"Lynn Winebarger" <owinebar@gmail.com> writes:
> On Fri, Jun 13, 2025 at 10:02 AM Daniel Colascione <dancol@dancol.org> wrote:
>>
>>
>>
>> On June 13, 2025 6:42:58 AM PDT, Daniel Colascione <dancol@dancol.org> wrote:
>> >
>> >We already have something like that. :-) read-event already runs
>> > the events it reads through special-event-map, right? We don't
>> > even need to create a separate thunk list concept: we could just
>> > bind C-g in special event map and do what we want, right?
> Would that provide the behavior Pip is looking for?
It would not, because quits are currently processed out-of-order, and
this important feature should remain in place for "serious" quits. See
below.
>> >The only special thing about C-g is how we treat it when Lisp is
>> > running. When it's instead reading an event, it can and be a
>> > boring event processed the same way every other event is.
> It seems to me what Pip is looking for is analogous to a "Quit" button
> hardwired to a pin on a CPU, which is not something that can be
> reliably implemented in the C primitives as they are now.
You're suggesting I'm looking for something that cannot be implemented.
I'm not.
That was not my intention. I don't think that hard-wired behavior can be reliably implemented one read_char has started processing an input event off its queue. There's just too many ways a keystroke can get consumed or discarded that may not even be in the C primitives, as far as I can tell. At least, that's what it looks like from a cursory reading of read_char.
It seems to me the most reliable way to guarantee C-g or any other designated special input is treated specially is to make sure they don't enter the queue processed by read_char at all. And the most reliable way to do that is probably to make the signal handler indicating keystrokes are available, split the special keystrokes off into their own queue right from the start. How much actual processing might be done from the handler's activation frame is a separate matter. For example, the signal handler could increment a quit count if it isn't already, then do something more aggressive if the count exceeds some threshold, like throwing directly from the signal handler rather than waiting for the C code to reach some point safe for throwing.
I described specific situations in which I think quit should be expanded
to work better than it does now. No one's expecting that quit works in
absolutely every situation, as far as I know. That's what gdb is for.
Actually, I'd love C-g to reliably interrupt Emacs when it appears locked up and I have no idea why. It's probably annoying to other users who don't have a copy of Emacs built for debugging to not be able to kick Emacs out of an infinite loop (or worse) as well.
If you're referring to the "C-g C-g" thing, I did not describe how I'd
implement it in detail, because there are many choices to be made; but
the main idea would be that we should not immediately clear inhibit-quit
for that combination, because that's a dangerous and destructive thing
to do. If we decide to do so (after a delay, for example), we need to
print a clear warning to the user that their Emacs session needs
restarting.
So C-g C-g might do less than GUI C-g C-g C-g does currently.
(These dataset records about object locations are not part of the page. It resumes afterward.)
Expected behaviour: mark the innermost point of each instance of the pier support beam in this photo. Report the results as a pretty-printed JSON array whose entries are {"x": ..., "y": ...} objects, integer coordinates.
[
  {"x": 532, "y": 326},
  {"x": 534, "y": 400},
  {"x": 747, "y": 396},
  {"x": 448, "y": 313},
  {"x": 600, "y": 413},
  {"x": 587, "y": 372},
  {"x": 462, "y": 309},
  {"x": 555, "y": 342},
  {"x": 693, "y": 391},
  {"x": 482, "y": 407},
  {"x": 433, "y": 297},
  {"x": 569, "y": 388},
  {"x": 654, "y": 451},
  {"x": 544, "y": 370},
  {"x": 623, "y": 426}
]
There are actions even more dangerous than clearing inhibit-quit. I
don't know whether we want a level-3 quit which does even more than the
current GUI C-g C-g C-g code.
I don't really understand the necessity or use of inhibit-quit, as opposed to, say, pushing a new quit handler or blocking input altogether, if the consistency of the lisp machine state is a concern (e.g. to prevent throwing from a signal handler).